DNA sequences of the mitochondrial cytochrome b (CYTB) and cytochrome c oxidase subunit I (COX1) genes were retrieved from GenBank for Junco hyemalis (accession no. DQ432957.1 and AF290161.1), Z. albicollis (accession no. DQ434837 and AF284076.1), Z. querula (accession no. DQ434242.1 and U40173.1), and Z. leucophrys (accession no. DQ434845.1 and AF305744.1), and aligned with ClustalW (Jeanmougin et al. 1998). Pairwise divergence and standard deviations were derived with Kimura's two-parameter model as implemented in MEGA (Kumar et al. 2004) and used to estimate the divergence times between Z. albicollis and the other three species assuming a divergence rate of 0.02 nucleotide substitutions/million years (Klicka and Zink 1997). The resulting dates were similar to that reported previously (Zink et al. 1991). The age of the ZAL2m arrangement was computed as the product of the divergence time between Z. albicollis and J. hyemalis and the ratio of the net number of nucleotide substitutions between ZAL2 and ZAL2m (da) and between Z. albicollis and J. hyemalis (Ka) in the 6434.5 synonymous or noncoding positions sequenced in both species. The net number of nucleotide substitutions between each lineage was calculated by subtracting an approximation of the ancestral intraspecies polymorphism level, represented by the nucleotide diversity between the ZAL2 sequences, from the average number of nucleotide substitutions per site between arrangements (dxy) or the nucleotide divergence between species (K) generated with the DnaSP program (Rozas et al. 2003).

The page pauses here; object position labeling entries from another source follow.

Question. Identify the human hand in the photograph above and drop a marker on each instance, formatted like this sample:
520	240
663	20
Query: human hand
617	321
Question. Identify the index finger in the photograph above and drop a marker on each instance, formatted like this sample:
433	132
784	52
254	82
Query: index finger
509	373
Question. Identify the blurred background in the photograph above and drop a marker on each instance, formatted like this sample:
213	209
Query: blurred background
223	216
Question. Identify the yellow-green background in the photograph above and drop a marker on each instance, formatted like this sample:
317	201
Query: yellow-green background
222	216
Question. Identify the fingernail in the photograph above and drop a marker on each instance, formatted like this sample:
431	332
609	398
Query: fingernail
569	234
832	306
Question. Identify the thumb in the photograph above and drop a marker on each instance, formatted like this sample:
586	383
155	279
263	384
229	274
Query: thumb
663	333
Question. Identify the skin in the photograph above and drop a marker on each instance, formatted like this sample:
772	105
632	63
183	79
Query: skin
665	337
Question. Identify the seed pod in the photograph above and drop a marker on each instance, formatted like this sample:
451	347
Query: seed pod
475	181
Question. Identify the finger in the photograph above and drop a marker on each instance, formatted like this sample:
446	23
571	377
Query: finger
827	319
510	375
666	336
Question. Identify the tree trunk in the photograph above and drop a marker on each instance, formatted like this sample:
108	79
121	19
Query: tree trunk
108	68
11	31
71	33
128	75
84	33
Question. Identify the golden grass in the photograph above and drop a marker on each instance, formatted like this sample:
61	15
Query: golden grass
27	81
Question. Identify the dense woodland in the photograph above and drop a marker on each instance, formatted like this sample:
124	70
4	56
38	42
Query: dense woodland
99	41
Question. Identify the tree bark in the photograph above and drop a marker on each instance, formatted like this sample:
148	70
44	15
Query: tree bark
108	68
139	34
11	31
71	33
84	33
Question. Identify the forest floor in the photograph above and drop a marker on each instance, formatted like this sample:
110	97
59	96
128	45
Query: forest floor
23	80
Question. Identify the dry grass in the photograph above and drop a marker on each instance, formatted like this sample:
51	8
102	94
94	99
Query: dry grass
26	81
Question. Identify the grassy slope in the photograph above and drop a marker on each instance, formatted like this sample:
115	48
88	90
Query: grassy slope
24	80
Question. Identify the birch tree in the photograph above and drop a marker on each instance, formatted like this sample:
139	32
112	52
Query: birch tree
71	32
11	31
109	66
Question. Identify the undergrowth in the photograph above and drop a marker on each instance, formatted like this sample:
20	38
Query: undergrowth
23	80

Genotyping assays for an NdeI restriction fragment length polymorphism (RFLP) at the THADA locus and for a BssSI RFLP at the FAM83B locus were performed as follows. PCR amplicons (5–10 μl of the PCR reaction) from the THADA and FAM83B loci were digested in the presence of NdeI (25–35 units, NEB) or BssSI (2 units, NEB), respectively, for 4.5 hr at 37° in a total reaction volume of 50 μl. The digested products were then subjected to electrophoresis in a 2 or 4% agarose gel to visualize the ZAL2 and ZAL2m alleles. For the THADA locus, the ZAL2 allele was detected by the presence of two bands of ∼1200 and ∼400 bp representing NdeI-digested fragments, while the ZAL2m allele was associated with a single ∼1600-bp undigested fragment. For the FAM83B locus, the ZAL2 allele was represented by two bands of 354 and 81 bp representing BssSI-digested fragments, while the ZAL2m allele was associated with a single 435-bp undigested fragment. The locations of these polymorphisms are annotated in the respective GenBank records. In addition, a simple indel polymorphism at the DSE locus (ZAL2 allele = ∼350 bp, ZAL2m allele = 400 bp) was genotyped by electrophoresis of the PCR products on a 4% agarose gel (see Table 2 for the DSE primer sequences).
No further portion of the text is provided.